The title of this post is taken from the best-selling book by Elizabeth Gilbert (with my own personal embellishments). I use it because this post is about the news that Elizabeth Gilbert has left her husband to enter into a lesbian relationship with her best friend. In 2016, that previous sentence is no longer a shock, so why spend any time addressing it? The reason it bares mention is because of who Elizabeth Gilbert is: the patron saint of female empowerment.
The premise of Eat, Pray, Love is a travel memoir of a woman who leaves her boring life in search of herself and true love. Eventually she finds both, recognizing with clarity who she is as a person and meeting a Brazilian man who she later marries. It sounds so freeing and wonderful, leading many women to follow her lead and to walk away from their husbands and lives in order to find themselves in travel (their stories are chronicled in her book Eat, Pray, Love Made me do it). Her marriage to her true love was covered by People Magazine, retold on Oprah, and her story made into a Julia Roberts movie. Why is any of this important? BECAUSE IT IS A LIE. Millions (Elizabeth has 1.6+ million followers on Facebook) are being duped by a story that promises something it can never deliver.
When Elizabeth left her Brazilian man for her best friend, it was not just the next step in her journey, it was also the latest chapter in the story of her destruction; the latest person left in her wake. The truth of ‘finding yourself’ is that it so often happens at the expense of other people. No one cared about the ex-husband she left behind in her memoir because it was easy to dismiss him as a bad guy, keeping her from joy. This is different. Now she has left the man who did nothing but love her. She ruined his happiness in order to find hers. Don’t just take my word for it, this is how she describes herself in a New York Times article, titled “Confessions of a Seduction Addict:”
[I] careened from one intimate entanglement to the next—dozens of them—without so much as a day off between romances … Seduction was never a casual sport for me; it was more like a heist, adrenalizing and urgent. I would plan the heist for months, scouting out the target, looking for unguarded entries. Then I would break into his deepest vault, steal all his emotional currency and spend it on myself.
The interesting thing about this article is that she poses it as how she used to view things; the way she acted before she realized the truth about herself. The problem is, it reflects how she still acts toward her relationships. Gilbert’s view of love and relationship is as a currency that can be had by one party OR the other. If this is the case, there is not reason why she should not be allowed to take it (before he does). The problem is, this isn’t actually how relationships work (or should work). Marriage is not about fighting over limited resources, but two people who are making more of one another through the act of self-sacrifice. As long as you see relationships as a struggle; over power, over recognition, over money, over getting my way… you will always see the person you are in a relationship with as a resource to use for your own gratification (or to fight from stealing it from you). The lie of the empowerment model of relationship is that it can not get past seeing the other person as resource to be used up, discarded, and moved on from.

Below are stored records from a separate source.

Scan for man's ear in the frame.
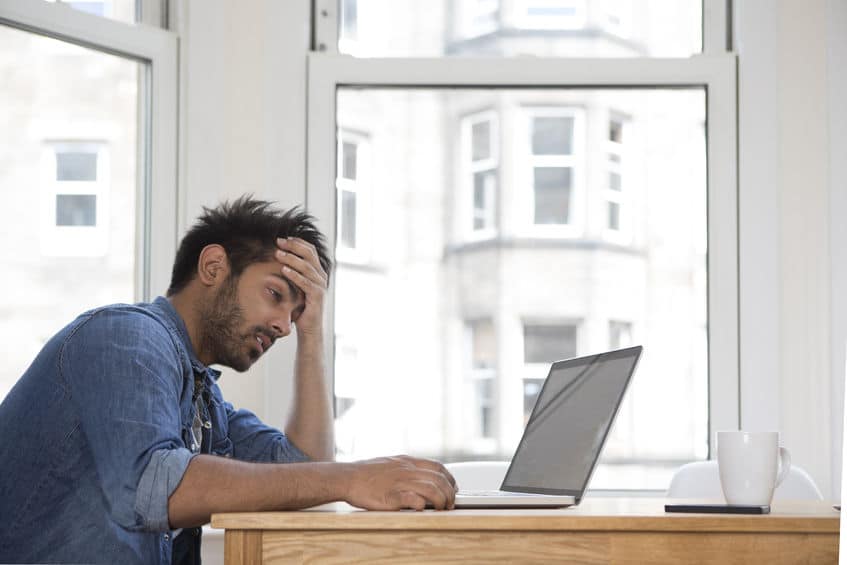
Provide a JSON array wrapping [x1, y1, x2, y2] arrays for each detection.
[[197, 244, 230, 287]]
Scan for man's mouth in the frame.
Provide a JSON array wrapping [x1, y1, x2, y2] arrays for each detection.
[[254, 333, 272, 353]]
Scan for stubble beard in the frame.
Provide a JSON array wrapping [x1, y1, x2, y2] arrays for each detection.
[[200, 276, 256, 372]]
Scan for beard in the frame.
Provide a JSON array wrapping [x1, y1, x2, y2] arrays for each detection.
[[198, 276, 260, 372]]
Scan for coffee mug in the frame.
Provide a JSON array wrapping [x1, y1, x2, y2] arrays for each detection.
[[717, 431, 791, 505]]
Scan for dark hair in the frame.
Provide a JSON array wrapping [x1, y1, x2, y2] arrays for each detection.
[[167, 196, 332, 296]]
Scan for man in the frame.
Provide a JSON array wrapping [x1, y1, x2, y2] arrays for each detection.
[[0, 197, 456, 564]]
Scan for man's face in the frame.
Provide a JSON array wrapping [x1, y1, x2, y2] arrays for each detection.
[[200, 259, 305, 371]]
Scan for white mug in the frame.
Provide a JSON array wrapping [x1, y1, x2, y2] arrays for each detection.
[[717, 431, 791, 506]]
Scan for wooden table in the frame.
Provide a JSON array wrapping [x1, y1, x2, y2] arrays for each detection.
[[211, 498, 839, 564]]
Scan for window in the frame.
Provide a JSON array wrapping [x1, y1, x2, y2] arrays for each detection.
[[338, 0, 358, 53], [41, 142, 110, 257], [335, 131, 370, 261], [467, 319, 497, 441], [525, 108, 583, 231], [604, 114, 628, 239], [330, 0, 703, 58], [523, 322, 578, 420], [463, 111, 498, 236], [312, 1, 737, 490], [0, 1, 178, 401], [42, 0, 140, 25]]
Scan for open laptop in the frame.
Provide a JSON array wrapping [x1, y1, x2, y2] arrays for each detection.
[[454, 345, 643, 508]]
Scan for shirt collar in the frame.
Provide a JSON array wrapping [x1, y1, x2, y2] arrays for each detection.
[[151, 296, 222, 381]]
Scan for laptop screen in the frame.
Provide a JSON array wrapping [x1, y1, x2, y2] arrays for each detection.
[[501, 346, 642, 497]]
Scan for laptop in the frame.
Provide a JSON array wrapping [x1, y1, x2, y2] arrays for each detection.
[[453, 345, 643, 508]]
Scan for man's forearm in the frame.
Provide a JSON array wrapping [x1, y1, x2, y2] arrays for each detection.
[[168, 455, 349, 528], [284, 332, 335, 461]]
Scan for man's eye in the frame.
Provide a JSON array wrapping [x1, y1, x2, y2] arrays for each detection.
[[268, 288, 283, 302]]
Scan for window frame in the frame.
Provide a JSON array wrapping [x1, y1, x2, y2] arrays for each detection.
[[309, 0, 738, 490], [603, 112, 630, 242], [521, 106, 585, 236], [0, 0, 179, 300], [461, 109, 499, 239], [334, 128, 371, 264]]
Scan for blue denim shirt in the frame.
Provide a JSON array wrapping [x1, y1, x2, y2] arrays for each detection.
[[0, 297, 309, 564]]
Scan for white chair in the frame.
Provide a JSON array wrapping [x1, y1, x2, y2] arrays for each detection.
[[666, 460, 824, 501], [445, 461, 510, 491]]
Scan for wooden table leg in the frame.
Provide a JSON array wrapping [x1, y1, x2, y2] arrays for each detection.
[[224, 530, 262, 565]]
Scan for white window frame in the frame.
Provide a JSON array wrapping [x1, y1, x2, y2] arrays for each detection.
[[335, 129, 371, 264], [0, 0, 179, 300], [464, 319, 497, 449], [603, 113, 630, 243], [461, 110, 499, 240], [309, 0, 738, 481], [521, 106, 585, 237]]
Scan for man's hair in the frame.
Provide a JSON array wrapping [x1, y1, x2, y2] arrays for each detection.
[[167, 196, 332, 296]]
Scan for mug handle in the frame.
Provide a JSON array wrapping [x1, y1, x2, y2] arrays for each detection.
[[775, 446, 792, 488]]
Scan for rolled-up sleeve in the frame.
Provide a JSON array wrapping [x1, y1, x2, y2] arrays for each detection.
[[61, 309, 190, 532], [134, 447, 197, 531]]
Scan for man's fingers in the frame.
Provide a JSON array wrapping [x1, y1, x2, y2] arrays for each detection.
[[277, 238, 327, 280], [389, 490, 426, 511], [275, 249, 326, 288], [403, 456, 458, 491]]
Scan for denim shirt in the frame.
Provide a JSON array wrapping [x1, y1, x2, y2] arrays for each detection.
[[0, 297, 309, 564]]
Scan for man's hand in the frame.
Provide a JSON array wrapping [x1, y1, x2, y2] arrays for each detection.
[[343, 456, 458, 511], [274, 237, 328, 337]]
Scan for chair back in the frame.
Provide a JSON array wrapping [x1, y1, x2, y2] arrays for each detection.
[[666, 460, 824, 501]]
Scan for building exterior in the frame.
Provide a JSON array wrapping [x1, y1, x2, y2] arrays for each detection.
[[332, 0, 706, 489], [0, 19, 138, 401]]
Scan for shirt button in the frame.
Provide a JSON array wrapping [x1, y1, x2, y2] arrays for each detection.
[[163, 533, 170, 541]]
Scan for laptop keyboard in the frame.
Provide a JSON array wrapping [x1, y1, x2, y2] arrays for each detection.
[[459, 490, 545, 497]]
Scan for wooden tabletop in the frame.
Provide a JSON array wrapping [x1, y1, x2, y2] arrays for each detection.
[[211, 498, 839, 533]]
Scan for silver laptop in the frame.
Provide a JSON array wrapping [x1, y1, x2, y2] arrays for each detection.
[[454, 345, 643, 508]]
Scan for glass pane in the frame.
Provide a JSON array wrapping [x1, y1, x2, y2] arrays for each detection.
[[532, 117, 573, 155], [336, 0, 702, 58], [524, 324, 577, 362], [533, 166, 571, 224], [522, 378, 545, 420], [342, 141, 358, 180], [56, 194, 97, 226], [609, 171, 621, 191], [57, 151, 97, 181], [43, 0, 138, 25], [471, 120, 491, 161], [334, 87, 707, 490], [470, 319, 496, 369], [0, 26, 141, 400], [340, 189, 357, 248], [608, 200, 620, 230]]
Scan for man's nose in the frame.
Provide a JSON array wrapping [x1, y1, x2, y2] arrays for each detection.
[[270, 312, 292, 338]]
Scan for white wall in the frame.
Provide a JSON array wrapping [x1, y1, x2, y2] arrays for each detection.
[[736, 0, 847, 500], [177, 0, 847, 499], [176, 0, 311, 430]]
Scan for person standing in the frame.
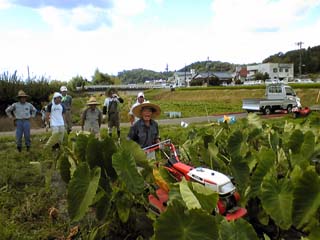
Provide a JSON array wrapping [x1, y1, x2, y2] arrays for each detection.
[[103, 90, 124, 141], [45, 92, 66, 150], [60, 86, 72, 134], [81, 96, 102, 138], [127, 102, 161, 159], [128, 92, 147, 125], [5, 90, 37, 152]]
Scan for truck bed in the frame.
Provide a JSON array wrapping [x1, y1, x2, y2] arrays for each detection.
[[242, 98, 292, 111]]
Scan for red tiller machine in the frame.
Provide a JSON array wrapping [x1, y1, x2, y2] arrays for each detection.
[[144, 140, 247, 221]]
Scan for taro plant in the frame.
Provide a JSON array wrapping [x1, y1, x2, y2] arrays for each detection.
[[175, 113, 320, 239]]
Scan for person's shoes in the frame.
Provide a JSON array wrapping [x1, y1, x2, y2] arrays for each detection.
[[26, 146, 30, 152], [17, 146, 22, 152]]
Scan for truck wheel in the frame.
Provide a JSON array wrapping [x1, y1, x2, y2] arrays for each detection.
[[287, 105, 293, 113], [264, 107, 271, 115]]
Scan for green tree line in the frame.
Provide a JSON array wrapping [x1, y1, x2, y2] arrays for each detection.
[[263, 45, 320, 75]]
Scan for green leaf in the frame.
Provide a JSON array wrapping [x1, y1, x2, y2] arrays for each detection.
[[220, 218, 259, 240], [230, 155, 250, 192], [67, 163, 101, 222], [180, 178, 201, 210], [250, 148, 275, 197], [86, 137, 104, 169], [300, 131, 315, 160], [112, 148, 144, 194], [260, 176, 293, 230], [155, 200, 218, 240], [115, 191, 132, 223], [74, 134, 89, 162], [293, 170, 320, 229], [288, 129, 304, 154], [191, 181, 219, 214], [227, 130, 243, 158], [59, 153, 71, 183], [101, 137, 118, 181], [247, 113, 262, 129]]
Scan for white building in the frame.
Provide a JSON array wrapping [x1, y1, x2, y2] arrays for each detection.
[[171, 69, 196, 87], [247, 63, 294, 82]]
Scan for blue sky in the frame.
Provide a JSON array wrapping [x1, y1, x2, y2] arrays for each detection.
[[0, 0, 320, 81]]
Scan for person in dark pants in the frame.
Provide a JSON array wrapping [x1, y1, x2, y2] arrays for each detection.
[[5, 90, 37, 152], [60, 86, 72, 134], [103, 90, 124, 142], [127, 102, 161, 159]]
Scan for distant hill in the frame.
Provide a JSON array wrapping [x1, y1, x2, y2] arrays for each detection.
[[116, 45, 320, 84], [262, 44, 320, 74]]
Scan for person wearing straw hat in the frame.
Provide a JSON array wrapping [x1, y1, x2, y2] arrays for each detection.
[[127, 102, 161, 159], [5, 90, 37, 152], [81, 96, 102, 137]]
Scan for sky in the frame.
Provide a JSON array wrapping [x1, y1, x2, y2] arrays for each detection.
[[0, 0, 320, 81]]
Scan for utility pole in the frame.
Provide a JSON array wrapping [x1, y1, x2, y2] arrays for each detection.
[[295, 41, 304, 78]]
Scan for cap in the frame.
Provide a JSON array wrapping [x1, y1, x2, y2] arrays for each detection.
[[87, 96, 100, 105], [60, 86, 68, 92], [137, 92, 144, 98], [17, 90, 29, 98], [132, 102, 161, 118]]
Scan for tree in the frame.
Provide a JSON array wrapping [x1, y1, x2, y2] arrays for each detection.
[[92, 69, 114, 85], [68, 75, 87, 91]]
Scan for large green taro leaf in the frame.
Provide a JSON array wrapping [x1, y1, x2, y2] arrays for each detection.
[[112, 148, 144, 195], [74, 134, 89, 162], [230, 155, 250, 192], [300, 131, 315, 160], [115, 191, 132, 223], [293, 170, 320, 229], [191, 181, 219, 214], [250, 148, 275, 198], [86, 137, 104, 169], [288, 129, 304, 154], [247, 113, 262, 129], [154, 200, 218, 240], [220, 218, 258, 240], [227, 130, 243, 158], [67, 162, 101, 222], [180, 178, 201, 210], [260, 176, 293, 230]]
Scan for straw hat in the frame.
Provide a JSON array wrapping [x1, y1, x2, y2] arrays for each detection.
[[132, 102, 161, 118], [17, 90, 29, 98], [87, 96, 100, 105]]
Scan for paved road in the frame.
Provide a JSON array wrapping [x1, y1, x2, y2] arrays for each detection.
[[0, 112, 248, 137]]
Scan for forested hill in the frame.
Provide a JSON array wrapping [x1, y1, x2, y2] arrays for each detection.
[[263, 44, 320, 74], [117, 45, 319, 84], [179, 61, 238, 73], [118, 69, 170, 84]]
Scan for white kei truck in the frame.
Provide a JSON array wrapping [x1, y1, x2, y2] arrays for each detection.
[[242, 84, 301, 115]]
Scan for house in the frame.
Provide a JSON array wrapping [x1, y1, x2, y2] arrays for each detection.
[[193, 71, 233, 85], [247, 63, 294, 82], [235, 66, 248, 83], [171, 69, 196, 87]]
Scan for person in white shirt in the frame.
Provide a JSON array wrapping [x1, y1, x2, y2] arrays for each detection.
[[45, 92, 66, 150], [128, 92, 147, 125]]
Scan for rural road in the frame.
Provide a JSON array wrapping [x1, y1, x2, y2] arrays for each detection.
[[0, 112, 249, 137]]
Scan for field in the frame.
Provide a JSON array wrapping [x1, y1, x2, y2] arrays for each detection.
[[1, 86, 320, 239]]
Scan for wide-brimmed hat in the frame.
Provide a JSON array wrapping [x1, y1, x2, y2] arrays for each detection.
[[132, 102, 161, 118], [87, 96, 100, 105], [17, 90, 29, 98]]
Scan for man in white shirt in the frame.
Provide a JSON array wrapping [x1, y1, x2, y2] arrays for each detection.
[[129, 92, 147, 125], [45, 92, 66, 150]]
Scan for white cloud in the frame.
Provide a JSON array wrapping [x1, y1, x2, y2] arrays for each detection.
[[0, 0, 11, 9]]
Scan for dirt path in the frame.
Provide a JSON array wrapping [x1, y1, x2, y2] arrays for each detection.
[[0, 112, 249, 137]]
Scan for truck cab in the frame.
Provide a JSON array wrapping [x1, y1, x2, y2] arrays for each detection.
[[266, 84, 296, 100]]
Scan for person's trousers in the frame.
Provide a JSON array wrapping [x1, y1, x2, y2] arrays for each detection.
[[46, 126, 65, 148], [65, 110, 72, 132], [16, 119, 31, 147]]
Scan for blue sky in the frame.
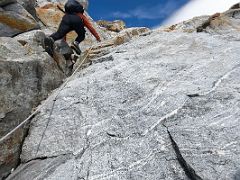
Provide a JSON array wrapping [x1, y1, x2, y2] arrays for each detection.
[[88, 0, 189, 28]]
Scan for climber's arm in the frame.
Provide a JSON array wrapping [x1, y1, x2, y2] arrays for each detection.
[[78, 13, 101, 42]]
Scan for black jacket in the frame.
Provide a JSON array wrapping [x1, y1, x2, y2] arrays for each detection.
[[65, 0, 84, 14]]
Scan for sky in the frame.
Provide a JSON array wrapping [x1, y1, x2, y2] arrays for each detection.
[[88, 0, 189, 28], [88, 0, 239, 28]]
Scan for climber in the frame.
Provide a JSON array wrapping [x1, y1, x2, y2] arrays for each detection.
[[43, 0, 101, 57]]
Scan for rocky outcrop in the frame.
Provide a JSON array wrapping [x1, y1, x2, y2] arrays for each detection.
[[0, 0, 151, 179], [164, 3, 240, 36], [0, 0, 16, 6], [0, 1, 39, 37], [97, 20, 126, 32], [2, 1, 240, 180], [17, 0, 37, 19], [35, 3, 64, 30], [4, 4, 240, 180], [0, 31, 66, 179], [36, 0, 89, 9]]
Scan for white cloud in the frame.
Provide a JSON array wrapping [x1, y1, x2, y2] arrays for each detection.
[[164, 0, 240, 25], [112, 1, 180, 20], [112, 12, 132, 19]]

The reason I care about this is that my life is filled with people who listen to this message only to find that they have preyed on others for their own gain (and burnt all of their bridges in the process). I care about this because my life is filled with the husbands who are left behind to pick up the pieces. Mostly, I care because I believe that God has created something GOOD in monogamous marriage that is being destroyed by the false hope of self-discovery through true love.
Miss Gilbert, feel free to love whomever you want, but please, stop setting yourself up as an example to follow; and I promise to never write a blog about you ever again.